Speaking of phone calls, I suppose your readers all heard about the one I received, yesterday, from some guy claiming to be David Koch. I'm not ashamed that I was fooled. He sounded just like one of the Kochs. Hey, he even told my Chief of Staff he'd deport his maid if she didn't make "next to nothing."
I admit there were warning signs I should have noticed. He didn't begin the call by asking me which the various babes pictured in the latest issue of Outsourcing Illustrated I'd like to humiliate, nor did he ask me to get on all fours and bark like a worker and then lick my parts clean--that was as out of character for him as it was disappointing for me.
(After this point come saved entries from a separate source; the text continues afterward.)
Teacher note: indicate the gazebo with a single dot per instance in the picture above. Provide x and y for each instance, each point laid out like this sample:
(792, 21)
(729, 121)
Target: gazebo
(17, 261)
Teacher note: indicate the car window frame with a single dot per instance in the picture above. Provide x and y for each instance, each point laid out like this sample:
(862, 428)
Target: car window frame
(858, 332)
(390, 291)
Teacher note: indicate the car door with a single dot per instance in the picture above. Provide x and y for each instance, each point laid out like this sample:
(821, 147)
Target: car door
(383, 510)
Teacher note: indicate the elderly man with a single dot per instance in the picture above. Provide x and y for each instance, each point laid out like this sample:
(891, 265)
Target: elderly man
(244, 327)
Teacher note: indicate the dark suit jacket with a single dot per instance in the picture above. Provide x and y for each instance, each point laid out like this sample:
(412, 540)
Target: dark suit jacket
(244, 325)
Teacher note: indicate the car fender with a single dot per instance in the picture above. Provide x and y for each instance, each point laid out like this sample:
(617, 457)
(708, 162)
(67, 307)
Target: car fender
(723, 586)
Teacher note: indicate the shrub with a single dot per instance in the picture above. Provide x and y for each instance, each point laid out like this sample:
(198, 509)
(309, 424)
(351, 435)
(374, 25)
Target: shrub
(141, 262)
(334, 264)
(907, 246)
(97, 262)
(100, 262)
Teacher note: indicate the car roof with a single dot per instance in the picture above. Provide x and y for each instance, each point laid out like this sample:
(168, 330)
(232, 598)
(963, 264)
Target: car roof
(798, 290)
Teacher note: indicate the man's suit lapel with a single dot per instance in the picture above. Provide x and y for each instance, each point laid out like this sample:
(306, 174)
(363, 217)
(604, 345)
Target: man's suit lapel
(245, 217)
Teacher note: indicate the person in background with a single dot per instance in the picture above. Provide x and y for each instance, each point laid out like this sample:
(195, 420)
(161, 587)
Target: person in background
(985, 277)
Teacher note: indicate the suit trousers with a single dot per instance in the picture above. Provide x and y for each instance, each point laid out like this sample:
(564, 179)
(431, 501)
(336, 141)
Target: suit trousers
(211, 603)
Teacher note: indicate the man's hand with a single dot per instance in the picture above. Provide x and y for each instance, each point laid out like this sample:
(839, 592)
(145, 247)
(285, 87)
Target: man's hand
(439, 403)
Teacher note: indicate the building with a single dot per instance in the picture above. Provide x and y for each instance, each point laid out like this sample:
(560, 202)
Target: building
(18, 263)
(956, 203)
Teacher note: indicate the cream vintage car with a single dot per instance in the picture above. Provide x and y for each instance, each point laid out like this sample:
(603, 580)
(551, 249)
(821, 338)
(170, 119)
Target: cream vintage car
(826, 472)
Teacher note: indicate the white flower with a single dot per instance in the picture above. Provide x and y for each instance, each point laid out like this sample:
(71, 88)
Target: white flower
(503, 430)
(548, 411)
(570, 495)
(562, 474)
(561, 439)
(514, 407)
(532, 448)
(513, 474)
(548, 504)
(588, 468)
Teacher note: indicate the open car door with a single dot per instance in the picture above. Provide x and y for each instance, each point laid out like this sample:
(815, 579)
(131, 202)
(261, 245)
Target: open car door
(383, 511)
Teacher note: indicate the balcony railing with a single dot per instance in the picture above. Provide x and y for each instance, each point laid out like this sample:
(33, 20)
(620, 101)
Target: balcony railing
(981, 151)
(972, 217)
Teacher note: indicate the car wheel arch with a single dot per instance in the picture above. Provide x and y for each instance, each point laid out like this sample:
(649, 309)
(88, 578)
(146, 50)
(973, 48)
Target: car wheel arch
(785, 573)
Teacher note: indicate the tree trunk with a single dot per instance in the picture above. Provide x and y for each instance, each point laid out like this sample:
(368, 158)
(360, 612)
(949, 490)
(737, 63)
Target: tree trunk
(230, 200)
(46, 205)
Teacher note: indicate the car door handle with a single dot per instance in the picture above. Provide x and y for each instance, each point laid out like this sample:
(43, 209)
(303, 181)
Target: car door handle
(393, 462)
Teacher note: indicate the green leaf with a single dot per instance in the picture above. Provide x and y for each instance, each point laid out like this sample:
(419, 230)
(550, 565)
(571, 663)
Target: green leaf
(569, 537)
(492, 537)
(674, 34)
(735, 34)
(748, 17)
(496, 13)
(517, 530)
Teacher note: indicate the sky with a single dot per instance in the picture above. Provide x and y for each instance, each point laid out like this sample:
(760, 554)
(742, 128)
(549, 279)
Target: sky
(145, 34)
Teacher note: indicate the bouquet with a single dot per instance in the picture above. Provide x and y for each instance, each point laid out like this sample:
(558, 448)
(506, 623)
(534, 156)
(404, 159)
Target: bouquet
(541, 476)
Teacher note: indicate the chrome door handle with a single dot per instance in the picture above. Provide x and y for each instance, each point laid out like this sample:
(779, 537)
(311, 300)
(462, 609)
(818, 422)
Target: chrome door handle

But then he did talk about crushing the unions and beating the protesters with baseball bats--all vintage David stuff. I had to believe it was him.
But today is a new day, and I got a call from President Reagan asking me to post here. That in itself would be enough. Having the opportunity to lick my parts for the Gipper over the phone was better than kicking a thousand K-12 teachers in the head.
Well, almost better.
General, Sir:
ReplyDeleteI was deeply disturbed when I heard that Gauleiter Walker* was sucking up to, if not off, the Kochs. It looked like he might be in trouble for doing what anyone else in his position would do. Then I read a bit of good news. It seems that Scooty can't be persecuted, 'cuz the tape was obtained dislegally by a NON-reptilican and everbody knows that only reptilicans can do that sort of shit.
So, it looks like Herr Walker will only lose his any shred of integrity he might still have possessed after all those years in county gummint. And as we all know, reputations are highly overrated at GOPHQ.
* Okay, yes, I was deeply disturbed, BEFORE, I heard about this, but anyway...
Governor, the question all America wants the answer to is this: when you told the guy you thought was Koch that a vacation trip to Cali and a "good time" would be "awesome", were you referring to sunny American California or cocaine-laiden Cali, Colombia? Either one would be "awesome" I suppose.
ReplyDeleteGov. Wanker, if you're in the habit of taking phone calls from people whose identity you're not sure of, I've got this Nigerian guy who's been ringing offering to cut me in on a share of the $10 million of stolen union dues that a steward who died in a car wreck has left behind. All you need to do is give him your banking details so he can deposit the money, and to forward him some processing fees. You're good for that, eh? Send me your secret Koch phone number.